Sunday, March 31, 2013


two thousand years ago,
they expected a royal messiah,
but he came as a carpenter

two thousand years ago,
they expected him to judge sinners,
but he washed their feet

in Jerusalem
they expected a coronation,
but they attended a crucifixion

in the garden
they expected a beloved corpse,
but they found an empty tomb

right now
they expect condemnation
let us show compassion

right now
they expect self-righteousness
let us be humble

right now
they expect judgement
let us love

let us be unexpected

Christianity and the lifelong project of learning to live Christ-like selflessness in this worldly world are part of who I am. When other more vocal, more powerful, more well-organized Christians raise the banner of hate, it hurts me. They have taught the world to expect hate and intolerance from everyone who bears the name Christian, and that image of Christianity is just as false as the image of Islam that says all Muslims are terrorists.

I know that I'm not alone, and I think it's time more of us spoke up. Jesus defied expectations, so why don't we?

I'll go first:

Hi, I'm a United Methodist, and I don't care who you marry. I don't care which god(s) you believe in or if you believe there are no gods at all. My door is always open, and you're welcome at my table.

Your turn.

This has also been published on Spectrum Magazine's website here.

Thursday, March 21, 2013


It's been a rough week, friends. A disagreement with another person in the department has had me questioning how I fit in there. Disagreement isn't really the right word, but I can't find the one that is. I offered constructive criticism on a colleague's proposal for a group we are both part of, and she responded with a detailed catalog of all the reasons I was wrong. I can only guess that she perceived my suggestions as a challenge to her authority, because I feel like she pulled me down and stood on top of me to reassert herself.

By adding something to my colleague's proposal and furthering discussion that would benefit the group, I was participating in the kind of consensus building conversation we have operated with as long as I've been involved.

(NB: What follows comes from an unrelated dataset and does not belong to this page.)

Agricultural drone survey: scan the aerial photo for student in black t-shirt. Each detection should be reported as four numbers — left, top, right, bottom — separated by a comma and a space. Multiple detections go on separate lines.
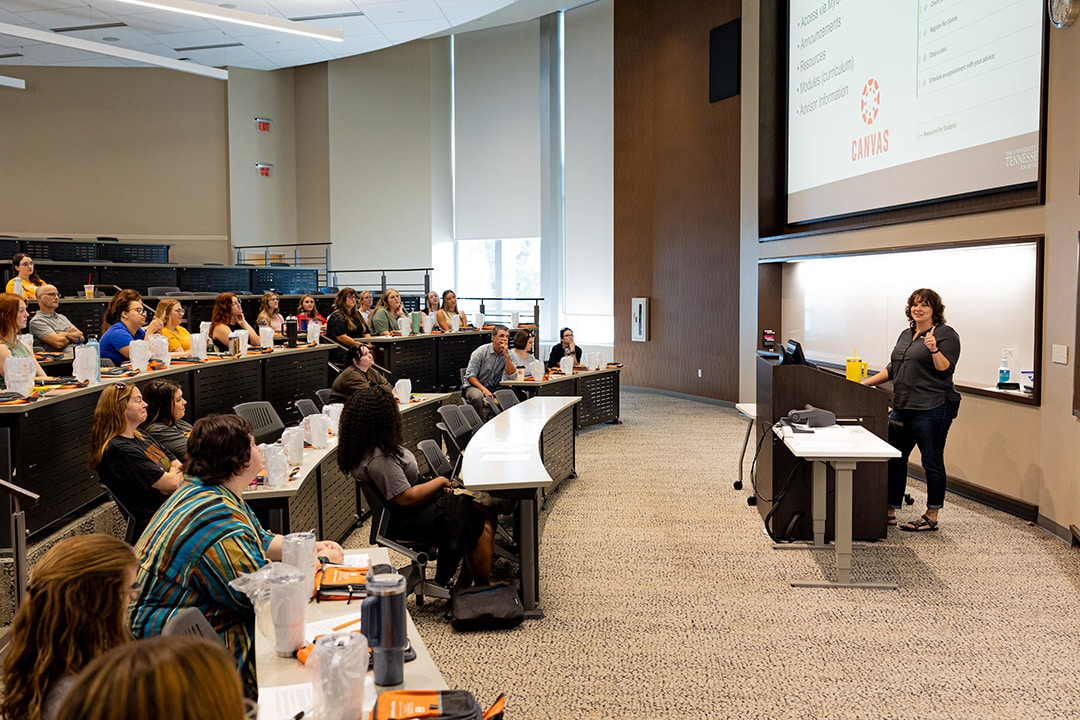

My colleague, I now realize, just wanted us to accept or decline her proposal as is. While I didn't expect everyone to agree with me, I also didn't expect anyone to be offended by my having spoken.  It never occurred to me that my words would be perceived as aggression.

Aside from the bruises on my ego to be expected from having been dressed down publicly, this situation is eating at me because it has reminded me that too few people live the gospel of love. I'm feeling isolated in my desire to live in a world where we all treat each other with compassion and turn the other cheek. On top of that, I'm finding it difficult to feel compassion toward my colleague, and for that I feel petty.

The serendipity of the internet took me back to the Neighborhood this evening. God and Mr. Rogers love you just the way you are, God and Mr. Rogers love me just the way I am, God and Mr. Rogers love my colleague just the way she is. I can at least try.